Progressive Frame Patching for FoV-based Point Cloud Video Streaming
Tongyu Zong, Yixiang Mao, Chen Li, Yong Liu, Yao Wang
TL;DR
This work tackles the high bandwidth and latency challenges of volumetric point cloud video streaming for 6-DoF viewing. It introduces a sliding-window, multi-round progressive patching framework that exploits octree-based spatial scalability and tile-based FoV adaptation, paired with a view-distance aware tile utility model and an analytical KKT-based water-filling rate allocation. The approach demonstrates robustness to FoV and bandwidth prediction errors and outperforms non-progressive and heuristic baselines on real PCV datasets and traces.
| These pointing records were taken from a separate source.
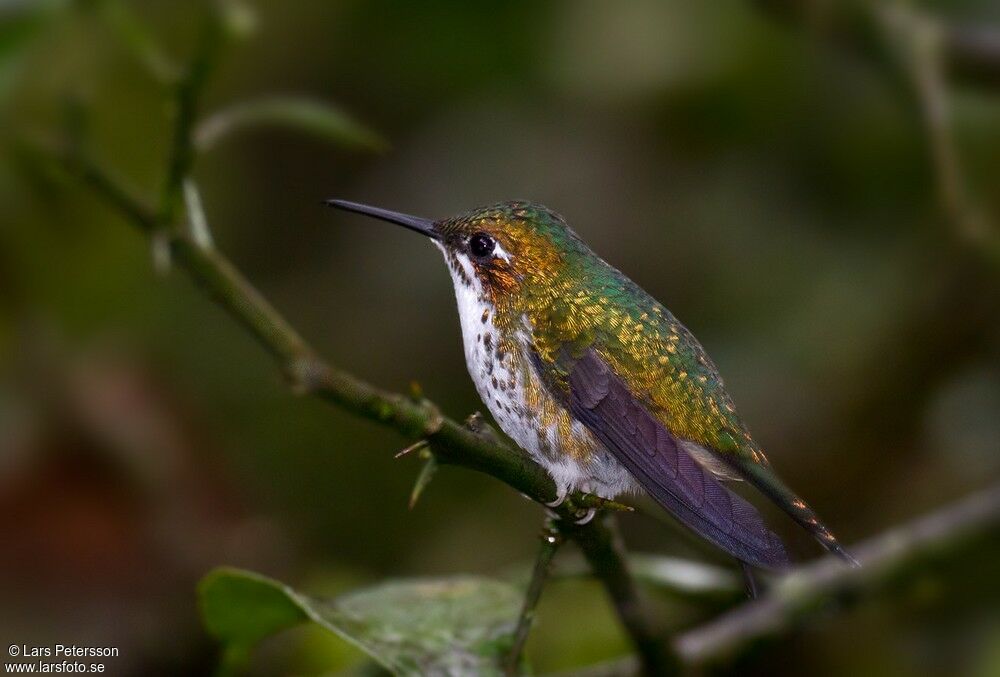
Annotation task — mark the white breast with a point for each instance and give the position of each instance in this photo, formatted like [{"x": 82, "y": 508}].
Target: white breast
[{"x": 500, "y": 382}]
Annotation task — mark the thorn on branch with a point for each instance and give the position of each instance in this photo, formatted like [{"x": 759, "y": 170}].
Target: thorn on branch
[
  {"x": 416, "y": 446},
  {"x": 423, "y": 479}
]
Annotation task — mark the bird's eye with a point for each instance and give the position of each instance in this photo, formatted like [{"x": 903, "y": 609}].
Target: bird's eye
[{"x": 481, "y": 245}]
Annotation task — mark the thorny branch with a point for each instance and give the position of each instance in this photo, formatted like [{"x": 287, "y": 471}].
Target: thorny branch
[
  {"x": 470, "y": 446},
  {"x": 974, "y": 56}
]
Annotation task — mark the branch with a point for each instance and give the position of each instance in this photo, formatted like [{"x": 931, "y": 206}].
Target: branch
[
  {"x": 894, "y": 556},
  {"x": 601, "y": 544},
  {"x": 971, "y": 53},
  {"x": 551, "y": 538},
  {"x": 453, "y": 443},
  {"x": 899, "y": 553}
]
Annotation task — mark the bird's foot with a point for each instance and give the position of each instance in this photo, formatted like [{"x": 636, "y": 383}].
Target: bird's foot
[
  {"x": 560, "y": 499},
  {"x": 589, "y": 515}
]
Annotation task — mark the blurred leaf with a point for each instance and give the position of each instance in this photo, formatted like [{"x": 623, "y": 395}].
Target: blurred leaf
[
  {"x": 304, "y": 115},
  {"x": 19, "y": 22},
  {"x": 459, "y": 625}
]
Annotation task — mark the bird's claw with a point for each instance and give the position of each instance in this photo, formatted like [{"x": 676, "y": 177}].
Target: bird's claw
[{"x": 560, "y": 499}]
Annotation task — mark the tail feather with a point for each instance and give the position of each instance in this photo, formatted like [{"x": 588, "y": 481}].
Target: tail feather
[{"x": 770, "y": 485}]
The resulting method offers smoother, higher-quality view rendering in dynamic network and viewing conditions, with practical implications for scalable FoV-adaptive PCV streaming.
Abstract
Many XR applications require the delivery of volumetric video to users with six degrees of freedom (6-DoF) movements. Point Cloud has become a popular volumetric video format. A dense point cloud consumes much higher bandwidth than a 2D/360 degree video frame. User Field of View (FoV) is more dynamic with 6-DoF movement than 3-DoF movement. To save bandwidth, FoV-adaptive streaming predicts a user's FoV and only downloads point cloud data falling in the predicted FoV. However, it is vulnerable to FoV prediction errors, which can be significant when a long buffer is utilized for smoothed streaming. In this work, we propose a multi-round progressive refinement framework for point cloud video streaming. Instead of sequentially downloading point cloud frames, our solution simultaneously downloads/patches multiple frames falling into a sliding time-window, leveraging the inherent scalability of octree-based point-cloud coding. The optimal rate allocation among all tiles of active frames are solved analytically using the heterogeneous tile rate-quality functions calibrated by the predicted user FoV. Multi-frame downloading/patching simultaneously takes advantage of the streaming smoothness resulting from long buffer and the FoV prediction accuracy at short buffer length. We evaluate our streaming solution using simulations driven by real point cloud videos, real bandwidth traces, and 6-DoF FoV traces of real users. Our solution is robust against the bandwidth/FoV prediction errors, and can deliver high and smooth view quality in the face of bandwidth variations and dynamic user and point cloud movements.